Having just returned from a week of family time in Scotland, I’m acutely aware of the fact that this month's Postcard is being written on Hogmanay – that ancient end of year celebration that the Scots find even more meaningful than Christmas. It’s not to be rude about the Scots and their religious commitments to the meaning of Christmas. On the contrary, few realize that Christmas celebrations were abolished there during the 16th Century as part of the Scottish Reformation and that continued to be the case for nearly 400 years! Thus Hogmanay and the beginning of a New Year are widely celebrated by the Scots, highlighting ancient links with the Vikings. Auld Lang Syne is sung and tradition has it that your New Year will be a prosperous one if shortly after midnight a “tall dark stranger” appears at your door “first footing” with a lump of coal for the fire and something to eat offering good will. In return you offer a dram of the amber liquid and exchange good wishes for the coming year. Being neither tall nor dark, (a blonde visitor of the Viking variety was not a very good omen!) I guess you'll just have to accept my humble good wishes for 2005 and remember that we were toasting absent friends while camping with new friends in the desert in Oman.
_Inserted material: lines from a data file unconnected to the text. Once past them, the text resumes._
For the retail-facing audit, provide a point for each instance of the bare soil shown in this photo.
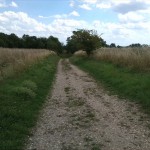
(81, 115)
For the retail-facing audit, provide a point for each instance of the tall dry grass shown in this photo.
(136, 58)
(15, 60)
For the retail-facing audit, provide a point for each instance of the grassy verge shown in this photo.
(120, 80)
(21, 98)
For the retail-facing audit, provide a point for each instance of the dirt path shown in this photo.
(79, 115)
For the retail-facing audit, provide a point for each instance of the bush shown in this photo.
(30, 85)
(24, 92)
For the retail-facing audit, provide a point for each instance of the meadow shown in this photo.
(125, 72)
(13, 61)
(26, 79)
(133, 58)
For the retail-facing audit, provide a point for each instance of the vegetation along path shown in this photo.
(80, 115)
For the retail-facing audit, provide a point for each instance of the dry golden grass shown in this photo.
(80, 53)
(15, 60)
(136, 58)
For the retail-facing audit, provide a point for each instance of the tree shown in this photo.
(54, 44)
(113, 45)
(87, 40)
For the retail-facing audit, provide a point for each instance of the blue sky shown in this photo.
(119, 21)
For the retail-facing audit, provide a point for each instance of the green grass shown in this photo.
(123, 81)
(19, 109)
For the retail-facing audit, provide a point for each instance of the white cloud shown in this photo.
(72, 3)
(13, 4)
(85, 6)
(130, 17)
(4, 4)
(125, 32)
(103, 5)
(89, 1)
(74, 13)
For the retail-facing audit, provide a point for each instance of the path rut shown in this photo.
(80, 115)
Camping in the Omani Desert, New Year’s Day 2005
2004 presented many challenges, right up to the last week with the greatest natural disaster in recent history killing or maiming nearly a quarter of a million people living on the rim of the Indian ocean. As Child and Youth Care workers, I wonder what lessons we might learn from those cataclysmic events? In the Gulf News I was reading an article released by the Associated Press drawing attention to the way that wildlife officials in Sri Lanka were surprised to find no evidence of large-scale animal deaths from the weekend's massive tsunami “indicating that animals may have sensed the wave coming and fled to higher ground. Then I have been struck by the accounts of survivors who said they had noticed how the ocean water had “changed” prompting them to move back away from the seashore. Those who had no prior warning or who didn’t pay attention while basking in the sunshine of paradise rarely survived. Some were said to have passively accepted their fate while others struggled against the odds “surviving to tell of encounters with nature’s awesome spectacle called tsunami.
Sentry Meerkat
Thanks to Lester Levy collection
It made me think how often do we in Child and Youth Care work pay close
attention to subtle changes to the way the water is looking or the
sounds of silence that precede a cataclysmic event? How alert are we to
the possibilities and what might be starting to unfold? Or are we
frequently bowled over by the unexpected? Kids aren’t like a tsunami
wave but they do get churned up by incredible emotions – both joyous and
scary – that impact their behaviours sometimes in ways we least expect.
As Child and Youth Care workers we can choose to be reactive or
proactive, to be responsive to developmental needs or controlling after
the waves have already started rolling in.
And so the journey continues into 2005!
I hope 2005 will see us ever mindful of the Scouting motto “Be Prepared”. May you seek after peace and be alert to the sights and sounds of trouble brewing – while there is time for pro-active responses. May the Peace be upon you and yours in the weeks ahead. And remember, a kind word and a smile can often work miracles!